本発明の実施形態では、液体噴射ヘッドのノズル開口列の払拭を不要とする場合には、液体噴射ヘッドは主走査方向に移動して払拭領域外に出せば、各払拭手段151〜154は単に移動方向へ移動するだけでありノズル面を払拭することはない。
本発明の実施形態では、図3に示すノズル開口列54A〜54Dごとに吸引して、しかも任意のノズル開口列に対応するノズルプレート面61の払拭領域を払拭できるので、所謂反応系インクを使用することが容易になる。
各異なる種類の払拭手段151〜154は、移動方向Dに沿って並べて待機させておき、そして払拭する際には、移動操作手段138は、各異なる種類の払拭手段151〜154を順次移動方向Dに送る。このため、インク払拭装置130の移動方向Dと直交する垂直方向についての厚みが、従来の回転型のブレード支持体のものに比べて薄型化できる。従って、このインク払拭装置130を備えるインクジェット式記録装置10の小型化と薄型化も図れる。
また、上記実施形態は以下のように変更してもよい。
図示した本発明の実施形態においては、例えばブラックインク、シアンインク、マゼンタインク、イエローインクの各インクを使用する4つのインクカートリッジが、キャリッジに装着できるようになっている。このインクカートリッジはこれに限らず、ブラックインク用のインクカートリッジだけを備えているものであってもよい。また、上述したように2つのインクカートリッジを備えていたり、ブラックインクを除いた3色のカラーインク用の3つのインクカートリッジを備えていたりするものや、5つ以上のインクカートリッジがキャリッジに装着できるようなものであってもよい。
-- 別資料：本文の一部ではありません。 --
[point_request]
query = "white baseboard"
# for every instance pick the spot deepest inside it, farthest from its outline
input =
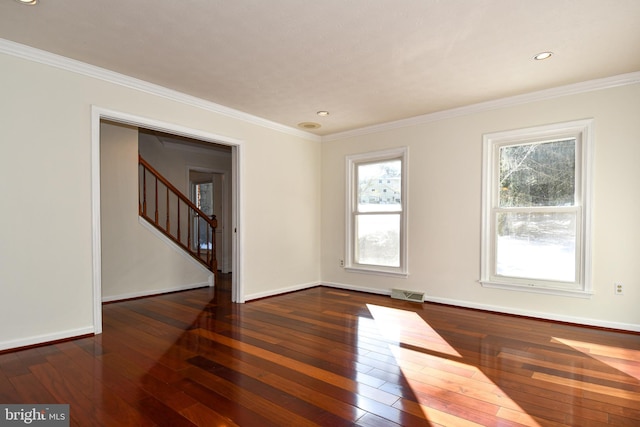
(40, 339)
(281, 291)
(148, 293)
(500, 309)
(585, 321)
(357, 288)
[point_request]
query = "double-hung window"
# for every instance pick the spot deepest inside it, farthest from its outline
(376, 220)
(536, 209)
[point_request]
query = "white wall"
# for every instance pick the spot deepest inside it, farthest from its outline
(135, 262)
(445, 207)
(46, 266)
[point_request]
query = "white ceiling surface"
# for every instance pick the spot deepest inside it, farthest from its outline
(365, 61)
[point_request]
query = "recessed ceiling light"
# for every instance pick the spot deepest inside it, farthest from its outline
(543, 55)
(309, 125)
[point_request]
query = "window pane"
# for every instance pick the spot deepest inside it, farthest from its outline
(379, 186)
(378, 240)
(540, 174)
(537, 245)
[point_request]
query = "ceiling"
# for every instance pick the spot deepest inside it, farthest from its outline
(366, 62)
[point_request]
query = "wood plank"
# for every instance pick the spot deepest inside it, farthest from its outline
(325, 356)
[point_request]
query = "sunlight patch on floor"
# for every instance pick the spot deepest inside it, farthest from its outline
(438, 374)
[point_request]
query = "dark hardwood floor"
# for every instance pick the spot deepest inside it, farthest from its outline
(331, 358)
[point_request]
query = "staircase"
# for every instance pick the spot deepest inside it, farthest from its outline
(177, 217)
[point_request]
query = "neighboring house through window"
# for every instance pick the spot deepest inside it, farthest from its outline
(536, 209)
(376, 212)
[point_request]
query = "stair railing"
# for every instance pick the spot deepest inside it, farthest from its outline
(177, 217)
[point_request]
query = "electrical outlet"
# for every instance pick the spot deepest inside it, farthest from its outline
(618, 289)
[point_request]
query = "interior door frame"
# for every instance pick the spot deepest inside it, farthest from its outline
(97, 115)
(226, 203)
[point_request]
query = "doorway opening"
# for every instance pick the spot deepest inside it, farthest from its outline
(232, 211)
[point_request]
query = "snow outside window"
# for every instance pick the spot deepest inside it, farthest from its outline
(536, 209)
(376, 212)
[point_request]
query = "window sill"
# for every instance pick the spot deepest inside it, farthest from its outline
(538, 289)
(377, 272)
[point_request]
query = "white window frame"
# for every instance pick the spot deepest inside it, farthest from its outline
(582, 131)
(351, 203)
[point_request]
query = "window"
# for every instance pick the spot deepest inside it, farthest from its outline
(376, 223)
(536, 213)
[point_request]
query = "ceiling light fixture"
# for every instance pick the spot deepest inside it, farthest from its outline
(309, 125)
(542, 56)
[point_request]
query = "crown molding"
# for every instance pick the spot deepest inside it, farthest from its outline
(572, 89)
(68, 64)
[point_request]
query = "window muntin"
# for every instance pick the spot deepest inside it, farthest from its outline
(376, 217)
(536, 214)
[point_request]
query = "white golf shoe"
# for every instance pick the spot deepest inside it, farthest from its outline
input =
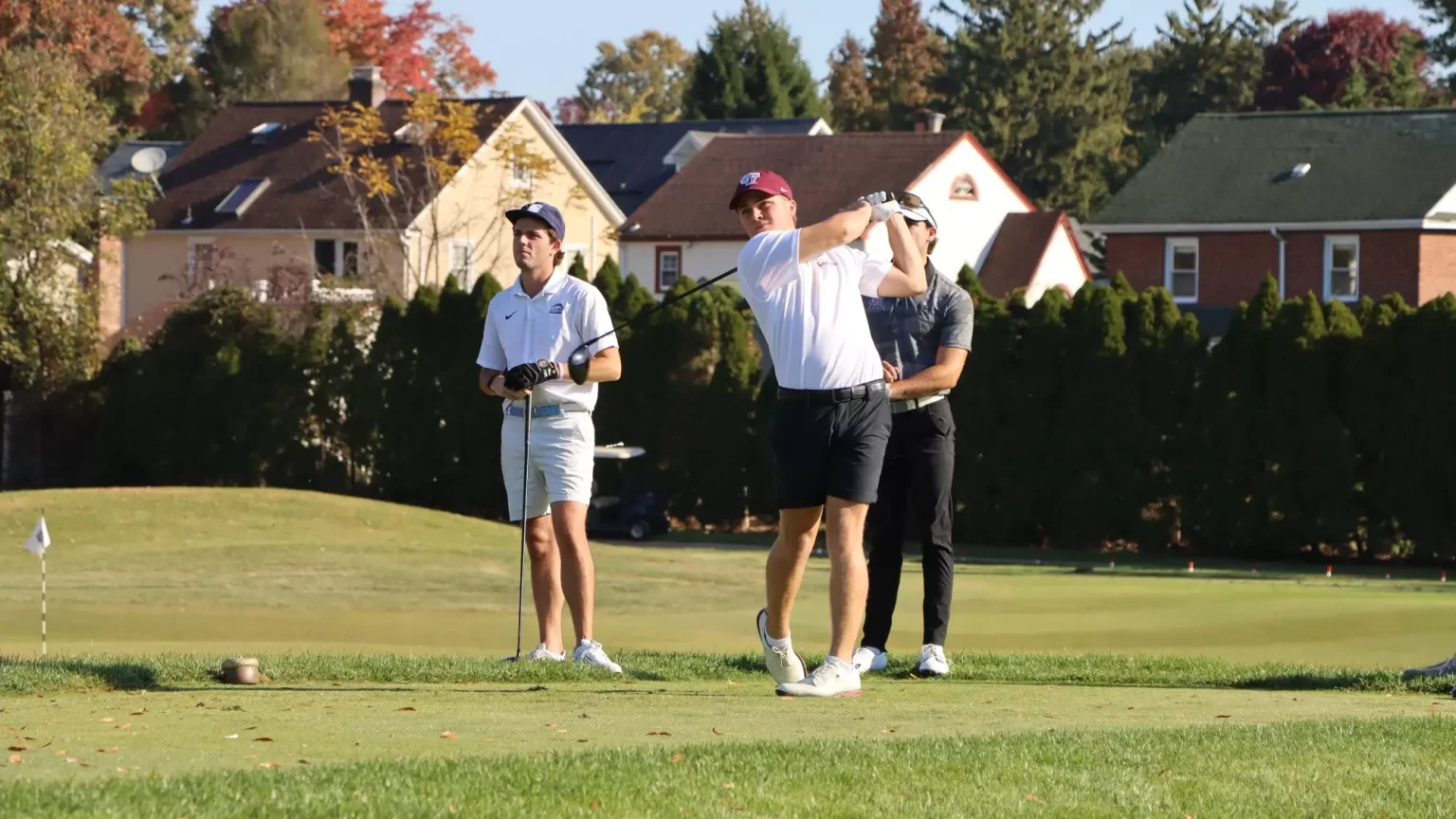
(932, 662)
(784, 664)
(1439, 669)
(546, 655)
(869, 659)
(834, 678)
(592, 653)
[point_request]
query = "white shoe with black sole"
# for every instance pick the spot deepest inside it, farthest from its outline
(932, 662)
(784, 664)
(834, 678)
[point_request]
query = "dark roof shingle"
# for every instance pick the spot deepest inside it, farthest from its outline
(301, 192)
(627, 157)
(1235, 170)
(1018, 249)
(826, 173)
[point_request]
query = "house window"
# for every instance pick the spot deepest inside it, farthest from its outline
(963, 189)
(461, 255)
(1181, 270)
(1342, 268)
(198, 257)
(668, 267)
(336, 257)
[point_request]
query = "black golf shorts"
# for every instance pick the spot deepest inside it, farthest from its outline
(830, 444)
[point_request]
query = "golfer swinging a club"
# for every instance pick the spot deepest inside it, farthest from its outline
(530, 328)
(831, 422)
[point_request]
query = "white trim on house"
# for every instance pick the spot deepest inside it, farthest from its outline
(1171, 246)
(594, 191)
(1265, 227)
(1330, 263)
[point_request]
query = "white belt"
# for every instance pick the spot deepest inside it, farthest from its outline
(907, 404)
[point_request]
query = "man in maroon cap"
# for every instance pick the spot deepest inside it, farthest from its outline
(804, 286)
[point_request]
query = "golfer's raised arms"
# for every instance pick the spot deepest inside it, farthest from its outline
(907, 276)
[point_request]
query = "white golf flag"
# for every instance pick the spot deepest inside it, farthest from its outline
(40, 539)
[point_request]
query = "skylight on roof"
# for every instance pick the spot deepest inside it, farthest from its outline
(242, 197)
(264, 132)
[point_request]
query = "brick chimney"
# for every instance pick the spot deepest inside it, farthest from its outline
(929, 121)
(367, 86)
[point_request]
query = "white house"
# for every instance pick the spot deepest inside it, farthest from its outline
(686, 228)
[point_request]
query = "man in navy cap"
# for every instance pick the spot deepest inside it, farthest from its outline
(831, 420)
(530, 330)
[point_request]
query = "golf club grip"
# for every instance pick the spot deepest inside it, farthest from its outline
(663, 303)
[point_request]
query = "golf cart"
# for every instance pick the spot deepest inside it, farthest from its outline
(621, 500)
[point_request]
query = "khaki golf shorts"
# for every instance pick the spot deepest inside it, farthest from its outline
(561, 461)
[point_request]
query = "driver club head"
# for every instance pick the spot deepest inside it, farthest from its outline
(577, 365)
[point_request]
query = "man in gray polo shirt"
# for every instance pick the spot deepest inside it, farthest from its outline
(923, 343)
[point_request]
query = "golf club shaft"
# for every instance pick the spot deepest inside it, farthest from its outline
(663, 303)
(526, 471)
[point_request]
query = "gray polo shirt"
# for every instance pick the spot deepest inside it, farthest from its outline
(909, 331)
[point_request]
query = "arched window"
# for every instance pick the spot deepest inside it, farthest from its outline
(963, 189)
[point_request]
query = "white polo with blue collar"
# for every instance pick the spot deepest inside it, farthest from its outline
(551, 325)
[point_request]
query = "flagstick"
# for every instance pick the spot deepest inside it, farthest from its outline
(43, 595)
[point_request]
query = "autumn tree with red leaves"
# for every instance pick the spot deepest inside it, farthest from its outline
(1314, 65)
(417, 51)
(121, 50)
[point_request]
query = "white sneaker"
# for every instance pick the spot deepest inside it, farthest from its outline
(1439, 669)
(869, 659)
(932, 662)
(592, 653)
(834, 678)
(784, 664)
(543, 653)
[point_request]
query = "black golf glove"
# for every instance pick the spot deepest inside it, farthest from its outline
(526, 376)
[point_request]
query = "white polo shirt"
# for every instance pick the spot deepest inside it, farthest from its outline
(520, 330)
(811, 314)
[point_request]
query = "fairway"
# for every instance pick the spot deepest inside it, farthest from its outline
(268, 570)
(1143, 693)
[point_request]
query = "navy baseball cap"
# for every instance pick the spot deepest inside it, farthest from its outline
(543, 211)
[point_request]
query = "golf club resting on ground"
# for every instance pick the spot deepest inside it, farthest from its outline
(810, 290)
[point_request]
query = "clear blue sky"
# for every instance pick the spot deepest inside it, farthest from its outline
(545, 51)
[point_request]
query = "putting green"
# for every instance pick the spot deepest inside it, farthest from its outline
(137, 572)
(235, 729)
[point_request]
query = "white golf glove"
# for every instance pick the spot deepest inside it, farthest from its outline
(884, 206)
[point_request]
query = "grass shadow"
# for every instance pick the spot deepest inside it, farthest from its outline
(118, 675)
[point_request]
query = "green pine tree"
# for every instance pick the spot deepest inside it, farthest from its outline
(752, 67)
(1034, 86)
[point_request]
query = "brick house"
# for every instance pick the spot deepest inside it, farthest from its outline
(1336, 203)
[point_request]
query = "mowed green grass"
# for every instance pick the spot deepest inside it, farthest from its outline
(268, 570)
(1149, 694)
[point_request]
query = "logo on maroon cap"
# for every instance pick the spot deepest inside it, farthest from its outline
(766, 181)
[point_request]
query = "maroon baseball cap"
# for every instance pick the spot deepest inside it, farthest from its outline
(766, 181)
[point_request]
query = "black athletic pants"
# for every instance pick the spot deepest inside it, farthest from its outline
(916, 480)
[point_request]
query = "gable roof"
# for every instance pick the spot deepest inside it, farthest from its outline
(301, 192)
(1018, 249)
(118, 165)
(826, 173)
(1235, 170)
(628, 157)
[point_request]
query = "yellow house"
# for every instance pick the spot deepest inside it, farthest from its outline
(252, 203)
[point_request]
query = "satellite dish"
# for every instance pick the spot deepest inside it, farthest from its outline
(149, 160)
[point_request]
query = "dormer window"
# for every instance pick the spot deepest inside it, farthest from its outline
(242, 197)
(264, 133)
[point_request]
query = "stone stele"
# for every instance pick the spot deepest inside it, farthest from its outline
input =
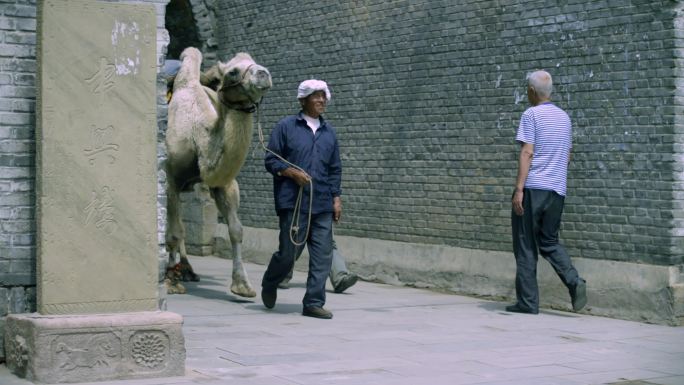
(97, 257)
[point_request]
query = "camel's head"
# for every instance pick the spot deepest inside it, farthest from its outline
(242, 82)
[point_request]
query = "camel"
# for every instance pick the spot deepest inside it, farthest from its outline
(207, 140)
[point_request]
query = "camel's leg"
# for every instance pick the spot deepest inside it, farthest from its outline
(175, 234)
(227, 201)
(175, 231)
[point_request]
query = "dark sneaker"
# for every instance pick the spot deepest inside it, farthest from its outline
(579, 295)
(316, 312)
(519, 309)
(346, 282)
(268, 297)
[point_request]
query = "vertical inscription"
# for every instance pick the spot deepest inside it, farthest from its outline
(101, 144)
(100, 211)
(102, 81)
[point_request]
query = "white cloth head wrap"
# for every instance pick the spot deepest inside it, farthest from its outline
(308, 87)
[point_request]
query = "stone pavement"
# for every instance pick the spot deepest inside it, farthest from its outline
(387, 335)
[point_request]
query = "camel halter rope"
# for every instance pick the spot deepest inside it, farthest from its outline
(294, 225)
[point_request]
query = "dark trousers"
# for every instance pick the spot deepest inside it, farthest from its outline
(319, 244)
(537, 231)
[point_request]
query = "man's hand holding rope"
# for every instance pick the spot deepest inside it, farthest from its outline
(300, 177)
(337, 209)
本発明の実施形態においては、払拭手段を4つとしたが、インクカートリッジの数によらず、払拭手段は2つ以上であれば成立する。例えばブラックインク、シアンインク、マゼンタインク、イエローインクの各インクを使用する4つのインクカートリッジと2つの払拭手段の場合、図3,図4において隔壁81を中央の1つにしてもよい。この場合には、ノズル開口列54A,54Bを同時に吸引しその後1つの払拭手段で2列同時に払拭し、ノズル開口列54C,54Dを同時に吸引しその後別の払拭手段で2列同時に払拭しても良い。
もしくは、ブレードの表面と裏面で異なるノズル開口列を払拭することで、インクカートリッジの数より払拭手段の数を少なくしても良い。
本発明は、インクジェット式記録装置としての上記実施形態に限定されず、特許請求の範囲を逸脱しない範囲で種々の変更を行なうことができる。さらに、上述の各実施形態は、相互に組み合わせて構成するようにしてもよい。また、本発明は、インクジェット式記録装置に限らず、プリンタ等の画像記録装置に用いられる記録ヘッド、液晶ディスプレイ等のカラーフィルタの製造に用いられる色材噴射ヘッド、有機ELディスプレイ、FED(面発光ディスプレイ)等の電極形成に用いられる電極材噴射ヘッド、バイオチップ製造に用いられる生体有機物噴射ヘッド等の液体を吐出する液体噴射ヘッドを用いた液体噴射装置、精密ピペットとしての試料噴射装置等にも適用できる。
本発明は、上記実施形態に限定されず、特許請求の範囲を逸脱しない範囲で種々の変更を行なうことができる。
上記実施形態の各構成は、その一部を省略したり、その一部を上記とは異なる構成を用いて任意に組み合わせることができる。